According to the Oireachtas the purpose of the Adult Safeguarding Bill 2017 is to make further and better provision for the care and protection of adults who are at risk; to establish the National Adult Safeguarding Authority and to require certain persons to make reports to the National Adult Safeguarding Authority in respect of adults at risk of abuse or harm in certain circumstances[1]. The Adult Safeguarding Bill 2017 is currently before Seanad Eireann at the third stage.

Specifically however in relation to health, work is ongoing to review and reform adult safeguarding within the health and social care sector in Ireland. A revised HSE adult safeguarding policy has remained in draft since 2019. As the HSE has been developing its revised policy and implementation plan, the Department of Health is planning to publish its draft policy for consultation. In addition, a Health (Adult Safeguarding) Bill is included in the Government’s legislative programme. The purpose of this Bill, which is separate and distinct to the Adult Safeguarding Bill 2017, is to underpin a planned national health sector policy on safeguarding vulnerable or at-risk adults in the context of their interactions with the health sector.

The main provider of services to safeguard in Ireland is the HSE which operates an Adult Safeguarding Policy within older persons services and services for people with disabilities. The “Safeguarding Vulnerable Persons at Risk of Abuse - National Policy and Procedures”, which applies to all HSE and HSE funded services, outlines a number of principles to promote the welfare of vulnerable people and safeguard them from abuse. These include a requirement that all services must have a publicly declared “No Tolerance” approach to any form of abuse and must promote a culture which supports this ethos.[2]

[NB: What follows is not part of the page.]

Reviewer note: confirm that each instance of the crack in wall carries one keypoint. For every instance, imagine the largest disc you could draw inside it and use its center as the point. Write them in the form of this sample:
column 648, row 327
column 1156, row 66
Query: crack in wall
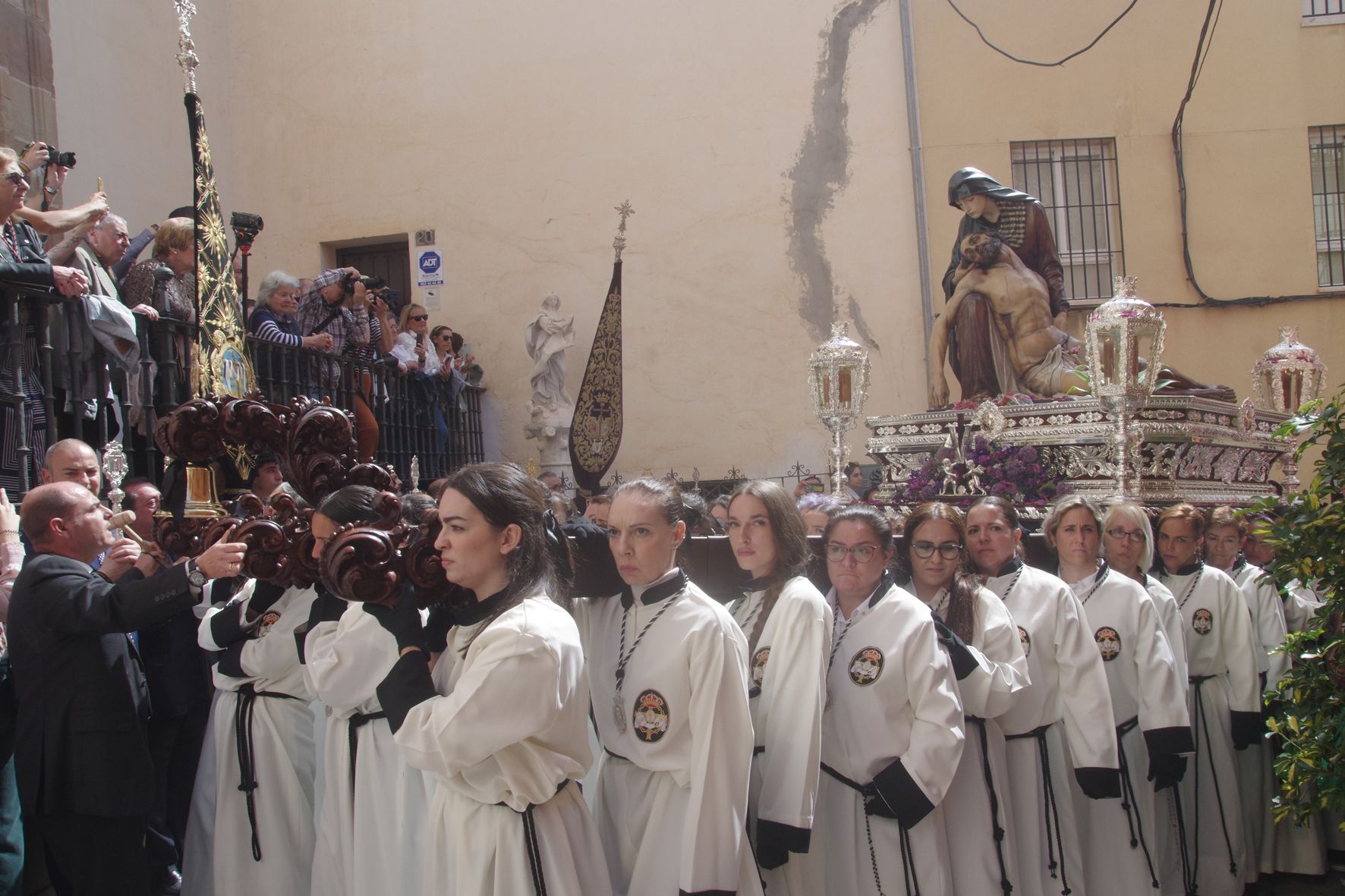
column 821, row 172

However, despite the policies that are in place, following certain serious scandals in the sector, serious failings have been uncovered within the HSEs’ current system. In 2017, the National Independent Review Panel (NIRP) was established by the HSE to review "the most serious incident's within the HSE and HSE funded disability services". Evidence reviewed by the NIRP of serious incidents at HSE-run facilities in Co Donegal showed abuse occurred with the full knowledge of staff and management of the facility at the time. [3]

In December 2021, the HSE released part of this external review by the NIRP in August 2020, which found that a former resident with intellectual disabilities, given the pseudonym ‘Brandon’, perpetrated at least 108 sexual assaults on upwards of 18 intellectually disabled adults, most of them non-verbal, between 2003 and 2016 in Co. Donegal. The HSE fully accepted the findings of the report and apologised for ‘failings in care’. The Executive Summary of the Brandon Report found a lack of external management oversight and that leadership from the HSE also allowed the situation to worsen. In the wake of the ‘Brandon’ review, HSE management provided assurances that adult safeguarding was being resourced.

There is a considerable amount of work still to be done on the area of adult safeguarding in Ireland and we await further developments.